Question: I want to implement a decision tree with each leaf being a linear regression, does such a model exist (preferable in sklearn)?
Example case 1:
Mockup data is generated using the formula:
y = int(x) + x * 1.5
Which looks like:
I want to solve this using a decision tree where the final decision results in a linear formula. Something like:
- 0 <= x < 1 -> y = 0 + 1.5 * x
- 1 <= x < 2 -> y = 1 + 1.5 * x
- 2 <= x < 3 -> y = 2 + 1.5 * x
- etc.
Which I figured could best be done using a decision tree.

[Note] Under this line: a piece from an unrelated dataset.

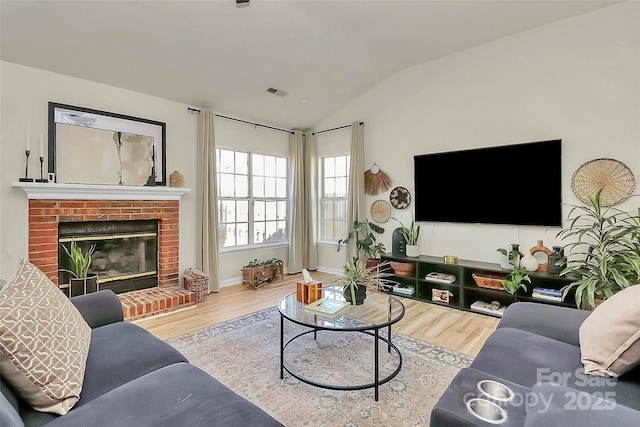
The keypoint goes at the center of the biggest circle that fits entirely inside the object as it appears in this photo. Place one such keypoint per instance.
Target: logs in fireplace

I've done some googling and I thought the DecisionTreeRegressor
from sklearn.tree
could work, but that results in points being assigned a constant value in a range, as shown below:
Code:
import matplotlib.pyplot as plt
import numpy as np
from sklearn.tree import DecisionTreeRegressor
x = np.linspace(0, 5, 100)
y = np.array([int(i) for i in x]) + x * 1.5
x_train = np.linspace(0, 5, 10)
y_train = np.array([int(i) for i in x_train]) + x_train * 1.5
clf = DecisionTreeRegressor()
clf.fit(x_train.reshape((len(x_train), 1)), y_train.reshape((len(x_train), 1)))
y_result = clf.predict(x.reshape(len(x), 1))
plt.plot(x, y, label='actual results')
plt.plot(x, y_result, label='model predicts')
plt.legend()
plt.show()
Example case 2: Instead of one input, there are two inputs: x1 and x2, output is computed by:
- x1 = 0 -> y = 1 * x2
- x1 = 1 -> y = 3 * x2 + 5
- x1 = 6 -> y = -1 * x2 -4
- else -> y = x2 * 20 - 100
Code:
import matplotlib.pyplot as plt
import random
def get_y(x1, x2):
if x1 == 0:
return x2
if x1 == 1:
return 3 * x2 + 5
if x1 == 6:
return - x2 - 4
return x2 * 20 - 100
X_0 = [(0, random.random()) for _ in range(100)]
x2_0 = [i[1] for i in X_0]
y_0 = [get_y(i[0], i[1]) for i in X_0]
X_1 = [(1, random.random()) for _ in range(100)]
x2_1 = [i[1] for i in X_1]
y_1 = [get_y(i[0], i[1]) for i in X_1]
X_2 = [(6, random.random()) for _ in range(100)]
x2_2 = [i[1] for i in X_2]
y_2 = [get_y(i[0], i[1]) for i in X_2]
X_3 = [(random.randint(10, 100), random.random()) for _ in range(100)]
x2_3 = [i[1] for i in X_3]
y_3 = [get_y(i[0], i[1]) for i in X_3]
plt.scatter(x2_0, y_0, label='x1 = 0')
plt.scatter(x2_1, y_1, label='x1 = 1')
plt.scatter(x2_2, y_2, label='x1 = 6')
plt.scatter(x2_3, y_3, label='x1 not 0, 1 or 6')
plt.grid()
plt.xlabel('x2')
plt.ylabel('y')
plt.legend()
plt.show()
So my question is: does a decision tree with each leaf being a linear regression, exist?